The Brownie of Cara is the islands only permanent resident. He is a neat little man dressed in brown with a pointed beard and extremely mischievous. Its rumoured he is the ghost of a Macdonald killed by a Campbell. Anyone who visits the island must pay the Brownie homage or suffer the consequences of his mischievous nature. That’s why my companions were acting so strangely. They were paying him his homage.
The sandy bay at the north of the island where we landed to pay homage. The wind farm of Gigha and the Paps of Jura form the background.
I guess this is what happens to a tractor when its abandoned to rot away.

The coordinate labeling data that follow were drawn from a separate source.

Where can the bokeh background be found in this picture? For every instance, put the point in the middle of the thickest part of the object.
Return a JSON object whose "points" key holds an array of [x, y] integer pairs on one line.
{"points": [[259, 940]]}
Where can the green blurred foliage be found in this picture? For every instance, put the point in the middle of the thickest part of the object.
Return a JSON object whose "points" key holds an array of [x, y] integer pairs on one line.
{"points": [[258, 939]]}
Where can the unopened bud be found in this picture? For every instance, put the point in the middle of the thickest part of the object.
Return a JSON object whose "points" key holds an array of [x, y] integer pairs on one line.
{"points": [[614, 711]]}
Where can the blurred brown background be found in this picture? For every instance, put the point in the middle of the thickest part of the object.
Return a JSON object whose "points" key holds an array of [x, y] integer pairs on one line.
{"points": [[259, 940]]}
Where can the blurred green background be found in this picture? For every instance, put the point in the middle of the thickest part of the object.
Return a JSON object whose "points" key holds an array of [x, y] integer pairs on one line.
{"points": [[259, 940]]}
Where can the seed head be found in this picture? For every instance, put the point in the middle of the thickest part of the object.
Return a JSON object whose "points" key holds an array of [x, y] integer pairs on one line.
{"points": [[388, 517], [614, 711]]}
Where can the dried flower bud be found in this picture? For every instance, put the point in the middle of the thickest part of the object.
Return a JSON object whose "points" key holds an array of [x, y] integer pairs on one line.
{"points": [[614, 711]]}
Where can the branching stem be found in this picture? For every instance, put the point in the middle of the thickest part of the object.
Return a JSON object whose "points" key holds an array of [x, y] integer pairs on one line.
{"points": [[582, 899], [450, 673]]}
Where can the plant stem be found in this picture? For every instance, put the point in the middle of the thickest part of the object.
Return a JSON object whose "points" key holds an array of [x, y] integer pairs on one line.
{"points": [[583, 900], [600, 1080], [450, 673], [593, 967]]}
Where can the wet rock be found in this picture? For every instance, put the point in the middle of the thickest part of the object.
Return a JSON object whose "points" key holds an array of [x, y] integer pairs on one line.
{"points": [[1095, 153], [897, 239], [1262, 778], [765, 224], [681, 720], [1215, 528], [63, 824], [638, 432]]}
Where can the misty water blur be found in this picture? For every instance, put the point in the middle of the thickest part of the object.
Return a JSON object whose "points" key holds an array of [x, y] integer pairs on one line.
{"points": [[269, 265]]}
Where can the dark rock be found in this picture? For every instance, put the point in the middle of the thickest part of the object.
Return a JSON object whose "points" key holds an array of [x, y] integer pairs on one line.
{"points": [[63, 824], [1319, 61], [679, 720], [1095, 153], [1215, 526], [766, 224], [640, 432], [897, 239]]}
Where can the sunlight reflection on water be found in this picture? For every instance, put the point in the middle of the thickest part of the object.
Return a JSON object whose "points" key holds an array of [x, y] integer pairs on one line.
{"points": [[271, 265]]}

That’s what I love about the seldom visited islands around Scotland. Everything stays where the original owner left it. Nothing is touched.
Even the engine is in original condition complete with spark plugs and contact points. A squirt with WD40 and she would be running again. Hmmm, on second thoughts perhaps it would be firing on two cylinders only.
We decided to leave the boats and walk to the highest point at the Mull of Cara. On the way we passed the only liveable house on the island. It has summer residents and was in good condition. Its rumoured the Campbell murdered the MacDonald in an upstairs bedroom and the Brownie still haunts the house. We kept well clear.
Outside I was haunted by the sight of this strange tree stump. I took this photo on the way to the Mull of Cara but saw no sign of it on my return ? Perhaps my mind was playing tricks as I didn’t pay the Brownie any homage when I landed.
Moving further down the island I took this photo of the sandy beach we first landed on. The clear waters displayed every stone and piece of seaweed for almost a hundred yards off shore.
Half way along the island is a little cairn although its not the highest point of Cara. The views towards Gigha and Jura were as spectacular as the blooming heather.
Near the Mull of Cara there is a huge rock and its even marked on the OS map as The Brownie’s Chair. Its rumoured that if you sit in it, you will never be seen again. I hope Phil is OK as I have not seen him since that day.
The final push onto the highest point was a bit of a struggle as it was very steep but the views looking up the Sound of Gigha towards Kintyre made the walk worth while.
Looking towards Islay and the Mull of Cara, the waters look far calmer that yesterday when we rounded the point.
Although I never saw the Brownie, Im slightly embarrassed to say I did pay my homage to him before I left Cara. I left a little brownie myself , but I put a huge stone on top of it so no one would see it either.